I'm deeply exhausted, in paralyzing pain.

So much pain.

Please make it stop.

There's so much blood clotted in my messed-up mane.

In my traumatized head, I can still hear the murderer's maniacally cruel laughter,

And the definite crack when the killer snapped the delicate back of my sassy sister.

Surrounding me is unmentionable destruction.

Flowing from me is pure desperation.

The fragile, fragile strength is seething out of my scarlett skin.

Why wasn't it me who was done in?

Why?

I'm so tired...

My soul is so terribly tormented, despondent, so dark,

Is my heart.

I'm drowning...

Drowning...

Drowning in the searing torment and bleak darkness.

Just wanting peace, to go to my dead family, not this.

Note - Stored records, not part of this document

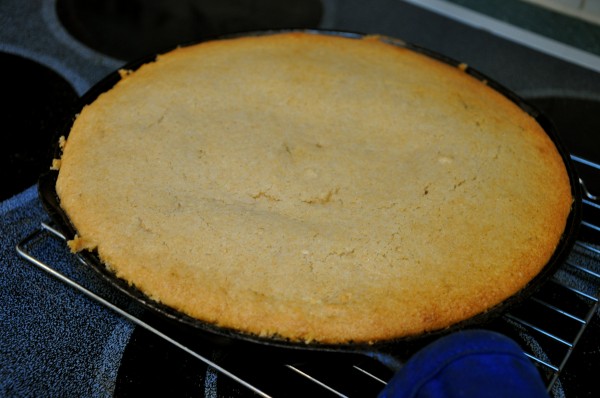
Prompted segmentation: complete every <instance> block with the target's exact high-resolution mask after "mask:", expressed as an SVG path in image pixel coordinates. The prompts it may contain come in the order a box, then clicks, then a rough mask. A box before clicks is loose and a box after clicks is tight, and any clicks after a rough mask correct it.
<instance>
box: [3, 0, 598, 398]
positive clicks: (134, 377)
mask: <svg viewBox="0 0 600 398" xmlns="http://www.w3.org/2000/svg"><path fill="white" fill-rule="evenodd" d="M283 4H285V6H283ZM0 25H1V26H3V28H2V29H1V30H0V57H1V58H0V62H1V65H3V72H4V73H3V74H2V77H1V79H2V85H3V87H5V90H3V95H4V96H5V98H4V99H5V101H4V104H7V105H5V107H4V109H3V120H4V121H5V129H4V131H3V133H2V134H3V136H2V138H3V141H4V144H3V145H2V146H1V149H0V151H1V152H0V162H2V163H0V173H1V174H0V181H3V183H2V186H1V187H0V200H4V199H6V198H8V197H10V196H12V195H14V194H16V193H18V192H21V191H22V190H24V189H25V188H27V187H29V186H31V185H33V184H35V182H36V180H37V177H38V176H39V174H40V173H41V172H42V171H43V170H44V169H45V168H46V167H47V165H48V164H50V163H49V159H50V156H51V153H50V148H51V146H52V140H53V139H54V131H55V129H56V128H57V126H59V125H60V124H61V123H63V122H64V121H65V118H67V117H69V116H70V110H71V109H72V107H73V106H74V105H75V103H76V102H77V100H78V98H79V97H80V96H81V95H82V94H83V93H85V92H86V91H87V90H88V89H89V88H90V87H92V86H93V85H94V84H95V83H96V82H98V81H99V80H100V79H101V78H103V77H104V76H105V75H107V74H108V73H110V72H112V71H114V70H115V69H117V68H119V67H120V66H122V65H123V64H124V63H126V62H127V61H131V60H134V59H136V58H138V57H139V56H141V55H147V54H152V53H157V52H161V51H163V50H164V49H166V48H170V47H172V46H173V45H175V44H179V43H188V42H192V41H195V40H198V39H202V38H205V37H210V36H214V35H218V34H223V33H232V32H237V31H247V30H257V29H265V28H286V27H301V28H322V29H335V30H348V31H355V32H363V33H378V34H385V35H390V36H393V37H398V38H401V39H403V40H405V41H408V42H412V43H414V44H417V45H420V46H423V47H426V48H429V49H431V50H434V51H437V52H440V53H443V54H445V55H447V56H449V57H451V58H454V59H457V60H460V61H462V62H465V63H467V64H469V65H470V66H472V67H474V68H475V69H478V70H479V71H481V72H483V73H484V74H487V75H489V76H491V77H492V78H493V79H494V80H496V81H498V82H500V83H501V84H503V85H505V86H506V87H508V88H509V89H511V90H512V91H514V92H516V93H517V94H518V95H520V96H522V97H524V98H525V99H526V100H528V101H530V102H531V103H533V104H534V105H535V106H537V107H539V108H540V109H541V110H542V111H544V112H546V113H547V115H548V116H549V117H550V119H551V120H552V121H553V122H554V123H555V124H556V127H557V129H558V132H559V134H560V135H561V138H562V139H563V140H564V142H565V144H566V146H567V148H568V149H569V150H570V152H571V153H573V154H575V155H577V156H580V157H583V158H586V159H589V160H592V161H595V162H599V161H600V138H599V137H600V134H599V132H600V118H599V117H598V116H597V115H600V73H599V72H600V61H599V59H600V58H598V57H597V56H595V55H594V54H591V53H590V52H588V51H587V50H586V49H585V48H584V49H582V48H572V47H570V46H568V45H565V44H563V43H557V42H556V41H555V40H548V39H547V38H544V37H539V36H538V35H536V34H535V33H531V32H530V31H523V30H522V29H519V28H515V27H514V26H511V25H507V24H506V23H504V22H500V21H497V20H494V19H489V18H488V17H486V16H485V15H482V14H472V13H471V11H470V10H468V9H463V8H460V7H457V6H456V5H453V4H450V3H448V2H443V1H435V0H423V1H418V0H413V1H400V0H375V1H370V2H368V3H366V2H361V1H358V0H322V1H319V0H311V1H304V0H296V1H287V2H277V1H273V0H261V1H240V0H238V1H220V2H210V1H198V0H196V1H193V0H186V1H177V2H173V1H168V0H163V1H144V0H127V1H125V0H104V1H93V2H92V1H88V2H81V1H74V0H35V1H27V2H23V1H18V0H5V1H3V2H1V3H0ZM556 28H557V29H560V26H557V27H556ZM582 172H583V173H584V174H585V173H587V171H585V170H582ZM588 174H589V173H588ZM584 177H585V180H586V183H587V184H588V188H589V189H590V191H591V192H600V181H599V180H598V178H597V174H591V175H586V176H584ZM598 331H600V321H599V320H598V315H596V316H595V317H594V318H593V319H592V321H591V323H590V327H589V328H588V329H587V331H586V333H585V335H584V336H583V337H582V340H581V342H580V343H579V345H578V347H577V349H576V350H575V351H574V354H573V359H572V360H571V361H570V362H569V365H568V367H567V368H566V369H565V371H564V372H563V374H564V377H563V379H564V380H563V384H564V385H565V391H568V392H570V394H569V395H573V396H586V395H588V394H590V395H589V396H593V391H597V389H598V387H597V385H596V384H595V383H594V381H593V380H590V379H585V378H582V376H581V375H580V370H581V369H597V368H598V365H599V364H600V355H598V352H600V349H599V348H600V346H599V342H598V339H597V338H596V336H597V335H598ZM234 357H235V356H234ZM198 372H205V370H204V368H203V367H202V365H200V364H198V363H197V362H196V361H195V360H194V359H193V358H190V357H189V356H187V355H186V354H185V353H181V352H179V351H178V350H177V349H175V348H173V347H171V346H169V344H167V343H164V342H163V341H161V340H160V339H158V338H156V337H155V336H153V335H152V334H151V333H148V332H147V331H145V330H144V329H141V328H137V329H136V330H135V331H134V334H133V336H132V337H131V339H130V342H129V344H128V346H127V348H126V350H125V354H124V357H123V360H122V363H121V368H120V371H119V377H118V383H117V390H116V392H117V393H118V394H119V395H134V394H135V392H137V393H139V392H140V391H141V390H144V391H151V390H153V389H154V391H157V390H156V389H158V390H160V387H159V385H165V384H164V382H165V380H166V381H168V382H169V385H171V386H172V385H178V386H179V387H178V389H179V391H180V392H181V393H182V395H196V393H198V392H199V391H201V390H202V391H204V390H203V388H204V387H202V386H198V385H197V384H198V383H197V382H196V378H195V376H194V375H195V374H197V373H198ZM159 381H160V382H159ZM201 387H202V388H201ZM227 388H228V387H225V389H227ZM171 392H172V390H171ZM130 393H131V394H130Z"/></svg>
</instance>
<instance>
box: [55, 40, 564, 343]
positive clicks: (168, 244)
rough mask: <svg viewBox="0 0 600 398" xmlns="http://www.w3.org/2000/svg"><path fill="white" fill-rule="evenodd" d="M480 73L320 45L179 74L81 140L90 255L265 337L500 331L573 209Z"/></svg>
mask: <svg viewBox="0 0 600 398" xmlns="http://www.w3.org/2000/svg"><path fill="white" fill-rule="evenodd" d="M463 69H464V68H460V67H454V66H450V65H447V64H444V63H441V62H439V61H436V60H433V59H431V58H429V57H427V56H425V55H422V54H420V53H417V52H414V51H411V50H409V49H406V48H401V47H397V46H394V45H391V44H388V43H386V42H384V41H382V40H381V39H380V38H378V37H367V38H363V39H355V38H344V37H337V36H329V35H320V34H311V33H282V34H272V35H264V36H253V37H243V38H235V39H226V40H218V41H211V42H206V43H201V44H197V45H193V46H188V47H182V48H178V49H176V50H174V51H172V52H170V53H167V54H164V55H161V56H159V57H157V60H156V61H155V62H151V63H148V64H146V65H144V66H142V67H141V68H139V69H138V70H136V71H134V72H127V73H122V79H121V80H120V81H119V83H117V84H116V85H115V86H114V87H113V88H112V89H111V90H109V91H107V92H105V93H103V94H102V95H100V96H99V97H98V98H97V99H96V100H95V101H94V102H93V103H92V104H90V105H88V106H86V107H85V108H84V109H83V110H82V111H81V113H80V114H79V115H78V117H77V118H76V120H75V122H74V124H73V127H72V129H71V131H70V133H69V136H68V138H67V141H66V143H64V145H63V155H62V158H61V160H60V162H55V164H56V166H57V167H60V170H59V175H58V179H57V184H56V189H57V193H58V196H59V198H60V202H61V206H62V208H63V209H64V210H65V212H66V213H67V214H68V216H69V218H70V220H71V222H72V223H73V225H74V227H75V228H76V230H77V233H78V234H77V237H76V238H75V239H74V240H72V241H70V242H69V243H70V246H71V248H72V249H73V250H74V251H77V250H97V252H98V254H99V256H100V258H101V259H102V261H103V262H104V263H105V264H106V266H107V267H108V268H109V269H111V270H112V271H114V273H115V274H116V275H117V276H118V277H119V278H123V279H125V280H126V281H129V282H130V283H131V284H133V285H135V287H136V288H138V289H140V290H141V291H142V292H144V293H145V294H147V295H148V296H149V297H151V298H153V299H155V300H157V301H159V302H161V303H163V304H166V305H168V306H170V307H173V308H174V309H176V310H178V311H181V312H183V313H185V314H187V315H190V316H192V317H194V318H197V319H200V320H202V321H205V322H209V323H214V324H216V325H218V326H222V327H225V328H232V329H235V330H238V331H241V332H245V333H250V334H254V335H259V336H278V337H283V338H286V339H290V340H295V341H318V342H324V343H343V342H350V341H353V342H373V341H379V340H386V339H394V338H399V337H405V336H409V335H414V334H419V333H422V332H425V331H430V330H437V329H441V328H445V327H447V326H449V325H452V324H454V323H456V322H459V321H461V320H464V319H466V318H469V317H472V316H473V315H476V314H478V313H481V312H483V311H486V310H488V309H489V308H491V307H493V306H495V305H496V304H498V303H500V302H502V301H503V300H505V299H506V298H507V297H509V296H511V295H513V294H515V293H516V292H518V291H519V290H520V289H522V288H523V287H524V286H525V285H526V284H527V283H528V282H529V281H530V280H531V279H532V278H534V277H535V276H536V275H537V274H538V273H539V272H540V270H541V269H542V268H543V267H544V265H545V264H546V263H547V262H548V260H549V258H550V257H551V255H552V253H553V252H554V250H555V248H556V246H557V244H558V242H559V239H560V237H561V234H562V233H563V230H564V227H565V223H566V219H567V216H568V214H569V211H570V207H571V203H572V197H571V188H570V182H569V178H568V175H567V172H566V169H565V166H564V164H563V161H562V159H561V157H560V155H559V153H558V152H557V150H556V148H555V146H554V144H553V143H552V141H551V140H550V139H549V138H548V136H547V135H546V134H545V132H544V131H543V129H542V128H541V127H540V126H539V125H538V124H537V122H536V121H535V120H534V119H533V118H532V117H530V116H529V115H527V114H526V113H524V112H523V111H522V110H521V109H520V108H519V107H518V106H516V105H515V104H514V103H512V102H511V101H509V100H507V99H506V98H505V97H503V96H502V95H501V94H499V93H497V92H496V91H494V90H493V89H491V88H490V87H488V86H486V85H485V84H484V83H482V82H480V81H478V80H476V79H474V78H473V77H471V76H469V75H468V74H466V73H465V72H464V70H463Z"/></svg>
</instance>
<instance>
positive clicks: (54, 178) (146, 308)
mask: <svg viewBox="0 0 600 398" xmlns="http://www.w3.org/2000/svg"><path fill="white" fill-rule="evenodd" d="M296 31H298V30H296ZM300 31H302V32H308V33H313V34H324V35H337V36H344V37H348V38H353V39H360V38H362V37H364V36H365V35H364V34H359V33H350V32H339V31H320V30H308V31H307V30H300ZM279 32H283V31H281V30H278V31H261V32H251V33H245V34H239V35H230V36H226V37H219V38H215V39H216V40H219V39H224V38H232V37H239V36H248V35H268V34H273V33H279ZM286 32H289V30H288V31H286ZM382 40H384V41H386V42H388V43H391V44H393V45H396V46H400V47H405V48H409V49H411V50H414V51H417V52H419V53H422V54H424V55H427V56H429V57H431V58H434V59H437V60H439V61H442V62H444V63H446V64H449V65H452V66H455V67H458V66H459V65H460V63H459V62H457V61H455V60H452V59H450V58H448V57H446V56H443V55H440V54H437V53H435V52H432V51H430V50H427V49H424V48H421V47H418V46H415V45H413V44H409V43H405V42H403V41H400V40H397V39H393V38H388V37H382ZM153 60H154V56H152V57H147V58H144V59H140V60H138V61H136V62H133V63H130V64H128V65H126V66H125V67H124V69H128V70H135V69H137V68H139V67H140V66H141V65H143V64H144V63H147V62H150V61H153ZM465 72H466V73H468V74H469V75H471V76H473V77H475V78H476V79H478V80H481V81H485V83H486V84H487V85H488V86H490V87H492V88H494V89H495V90H496V91H498V92H500V93H502V94H503V95H504V96H506V97H507V98H509V99H510V100H511V101H513V102H514V103H516V104H517V105H518V106H519V107H520V108H521V109H523V110H524V111H525V112H527V113H528V114H530V115H531V116H532V117H534V118H535V119H536V120H537V122H538V123H539V124H540V125H541V126H542V127H543V128H544V129H545V131H546V133H547V134H548V136H549V137H550V138H551V139H552V141H553V142H554V143H555V145H556V147H557V148H558V150H559V152H560V154H561V156H562V158H563V161H564V163H565V165H566V167H567V171H568V174H569V178H570V181H571V193H572V196H573V198H574V202H573V205H572V207H571V212H570V214H569V217H568V220H567V225H566V228H565V230H564V233H563V235H562V238H561V240H560V242H559V244H558V246H557V248H556V251H555V252H554V254H553V255H552V257H551V259H550V261H549V262H548V264H547V265H546V266H545V267H544V269H543V270H542V272H541V273H540V274H538V276H537V277H535V278H534V279H533V280H532V281H531V282H530V283H529V284H528V285H527V286H525V287H524V288H523V289H522V290H521V291H519V292H518V293H516V294H515V295H513V296H512V297H510V298H508V299H507V300H505V301H503V302H502V303H500V304H498V305H497V306H495V307H493V308H491V309H489V310H488V311H486V312H485V313H481V314H479V315H476V316H474V317H472V318H470V319H467V320H465V321H462V322H459V323H457V324H454V325H452V326H450V327H449V328H446V329H443V330H438V331H432V332H426V333H422V334H419V335H415V336H408V337H403V338H399V339H394V340H387V341H382V342H376V343H373V344H367V343H361V344H357V343H352V342H349V343H343V344H322V343H314V342H313V343H304V342H293V341H288V340H285V339H282V338H277V337H259V336H256V335H250V334H245V333H242V332H239V331H236V330H232V329H226V328H223V327H219V326H216V325H213V324H211V323H207V322H203V321H200V320H197V319H194V318H191V317H189V316H187V315H185V314H182V313H180V312H178V311H176V310H174V309H172V308H170V307H167V306H165V305H162V304H160V303H157V302H155V301H153V300H151V299H150V298H148V297H147V296H146V295H145V294H144V293H142V292H141V291H139V290H137V289H136V288H135V287H132V286H130V285H129V284H128V283H127V282H125V281H123V280H121V279H119V278H117V277H116V276H115V275H114V274H113V273H111V272H110V271H108V270H107V269H106V267H105V266H104V265H103V264H102V262H101V261H100V259H99V257H98V256H97V253H95V252H89V251H82V252H79V253H77V254H76V255H77V256H78V257H79V258H80V259H81V260H83V262H84V263H85V264H87V265H88V266H90V267H91V268H93V269H94V270H95V271H97V272H98V274H99V275H100V276H101V277H102V278H103V279H104V280H105V281H106V282H107V283H108V284H110V285H112V286H113V287H114V288H116V289H118V290H120V291H122V292H124V293H125V294H126V295H127V296H129V297H130V298H131V299H133V300H135V301H137V302H138V303H141V304H142V305H143V307H145V308H146V309H149V310H150V312H151V313H153V314H155V315H157V316H158V317H159V318H161V319H164V320H167V321H168V322H170V323H173V324H175V326H176V327H177V328H181V329H183V330H186V331H191V333H193V334H195V335H197V336H198V337H201V338H204V339H208V340H209V341H214V342H219V343H221V342H226V343H230V342H233V343H235V342H250V343H257V344H261V345H264V346H271V347H277V348H282V347H283V348H295V349H301V350H317V351H338V352H364V351H368V352H378V351H379V352H390V351H396V350H397V348H398V347H402V346H406V345H417V344H418V343H419V342H422V341H425V340H431V339H432V338H435V337H437V336H440V335H443V334H447V333H450V332H453V331H457V330H460V329H464V328H468V327H476V326H481V325H483V324H486V323H488V322H490V321H492V320H493V319H496V318H497V317H498V316H499V315H501V314H503V313H505V312H506V311H507V310H508V309H509V308H512V307H513V306H514V305H516V304H518V303H520V302H522V301H524V300H525V299H526V298H528V297H529V296H530V295H531V294H532V293H533V292H534V291H536V290H537V289H538V288H539V287H540V286H541V285H542V284H543V283H544V282H545V281H546V280H547V279H548V278H549V277H550V276H551V275H552V274H553V273H554V272H555V271H556V269H557V267H559V266H560V265H561V264H562V263H563V262H564V260H565V259H566V257H567V255H568V254H569V252H570V250H571V248H572V246H573V244H574V243H575V239H576V236H577V230H578V226H579V223H580V217H581V214H580V213H581V210H580V207H581V192H580V187H579V183H578V178H577V176H576V174H575V169H574V167H573V165H572V163H571V160H570V157H569V154H568V153H567V152H566V150H565V147H564V146H563V145H562V144H561V143H560V141H559V138H558V136H557V134H556V132H555V130H554V127H553V126H552V125H551V123H550V121H549V120H548V119H546V118H545V117H544V116H543V115H542V114H541V113H540V112H538V111H537V110H536V109H535V108H533V107H532V106H530V105H529V104H527V103H525V102H524V101H523V100H522V99H520V98H519V97H518V96H517V95H515V94H514V93H512V92H511V91H510V90H508V89H506V88H505V87H503V86H502V85H500V84H498V83H497V82H495V81H494V80H493V79H490V78H489V77H487V76H485V75H484V74H482V73H480V72H478V71H476V70H473V69H472V68H469V67H466V70H465ZM119 80H120V75H119V73H118V72H117V71H115V72H114V73H111V74H110V75H108V76H107V77H106V78H104V79H103V80H102V81H100V82H99V83H98V84H97V85H95V86H94V87H93V88H92V89H91V90H89V92H87V93H86V94H85V95H84V96H83V97H82V99H81V101H80V103H79V105H78V106H77V109H75V110H74V112H73V113H72V114H71V115H69V118H70V119H69V121H68V122H67V123H65V125H64V127H63V128H62V129H61V130H60V131H59V132H58V134H57V137H58V136H61V135H63V136H65V137H66V136H68V133H69V131H70V128H71V126H72V124H73V121H74V120H75V115H77V114H78V113H79V111H80V110H81V109H82V108H83V107H84V106H85V105H87V104H90V103H91V102H93V101H94V100H95V99H96V98H97V97H98V96H99V95H100V94H101V93H103V92H105V91H108V90H109V89H110V88H112V87H113V86H114V85H115V84H116V83H117V82H118V81H119ZM60 154H61V152H60V148H59V147H58V146H57V147H56V148H55V154H54V157H55V158H60ZM57 176H58V172H56V171H48V172H47V173H45V174H43V175H42V176H41V177H40V180H39V184H38V189H39V193H40V198H41V201H42V204H43V205H44V207H45V209H46V211H47V212H48V214H49V215H50V217H51V218H52V220H53V221H54V222H55V224H56V226H57V227H58V228H59V229H60V230H61V232H62V233H63V234H64V235H65V236H66V237H67V239H72V238H73V237H74V236H75V232H76V231H75V228H74V227H73V226H72V225H71V223H70V221H69V218H68V216H67V215H66V214H65V213H64V212H63V210H62V209H61V207H60V203H59V198H58V196H57V194H56V190H55V184H56V179H57Z"/></svg>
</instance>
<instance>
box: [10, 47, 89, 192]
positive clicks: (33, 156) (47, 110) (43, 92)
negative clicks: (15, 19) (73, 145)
mask: <svg viewBox="0 0 600 398" xmlns="http://www.w3.org/2000/svg"><path fill="white" fill-rule="evenodd" d="M0 64H1V65H2V74H1V76H0V84H1V86H2V88H3V90H2V97H3V98H4V101H3V104H4V105H3V106H2V122H3V132H2V136H1V137H2V145H1V146H0V181H2V184H0V200H4V199H6V198H9V197H10V196H12V195H15V194H17V193H19V192H21V191H22V190H24V189H25V188H27V187H29V186H31V185H33V184H34V183H35V182H36V181H37V179H38V177H39V176H40V174H41V173H42V172H43V171H44V170H47V169H48V167H49V165H50V160H51V153H52V152H51V148H53V146H54V144H53V140H54V132H55V129H56V127H57V125H58V124H59V123H61V122H62V121H63V120H64V117H65V115H69V114H70V112H71V108H72V107H73V106H74V105H75V103H76V101H77V100H78V98H79V97H78V95H77V93H76V92H75V90H74V89H73V87H71V86H70V85H69V83H68V82H67V81H65V80H64V79H63V78H62V77H61V76H59V75H58V74H56V73H55V72H54V71H52V70H50V69H48V68H47V67H45V66H43V65H40V64H38V63H36V62H34V61H31V60H28V59H25V58H21V57H19V56H16V55H12V54H8V53H0Z"/></svg>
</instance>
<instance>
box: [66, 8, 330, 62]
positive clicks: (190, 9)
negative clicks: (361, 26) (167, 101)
mask: <svg viewBox="0 0 600 398" xmlns="http://www.w3.org/2000/svg"><path fill="white" fill-rule="evenodd" d="M56 12H57V15H58V17H59V20H60V22H61V23H62V24H63V25H64V26H65V28H66V29H67V30H68V31H69V33H71V34H72V35H73V36H74V37H75V38H77V39H78V40H80V41H81V42H83V43H85V44H86V45H87V46H89V47H91V48H93V49H95V50H98V51H100V52H101V53H104V54H106V55H109V56H111V57H114V58H118V59H122V60H125V61H133V60H136V59H138V58H140V57H143V56H146V55H148V54H155V53H159V52H162V51H163V50H165V49H169V48H172V47H174V46H176V45H179V44H183V43H191V42H195V41H198V40H201V39H205V38H207V37H213V36H217V35H223V34H231V33H238V32H247V31H252V30H262V29H278V28H289V27H297V28H316V27H318V25H319V22H320V20H321V17H322V13H323V10H322V5H321V2H320V0H287V1H285V2H281V1H274V0H254V1H240V0H221V1H207V0H181V1H172V0H158V1H156V0H155V1H144V0H95V1H77V0H57V1H56Z"/></svg>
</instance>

Then suddenly I see the light.

With all of my disappearing might,

I painstakingly trudge forward.

I can't say a word.

I'm in so much silencing agony.

But the light of hope shines stronger.

So, i must power forward. It won't take much longer.

Soon, I am be out of the abyss of darkness,

and breezed into the healing light, free of this hellish mess.

Instantly, all of the stabbing pain is completely gone.

I spot my ineffably beautiful mom.

Their genuinely euphoric laughter flutters through the air.

I see the cute cowlick on my beloved baby brother's hair.

I smile.

It's been a while, a too long while.

However, I'm finally home.

Home, sweet home.


Thanks for reading. A lovely present and future to you.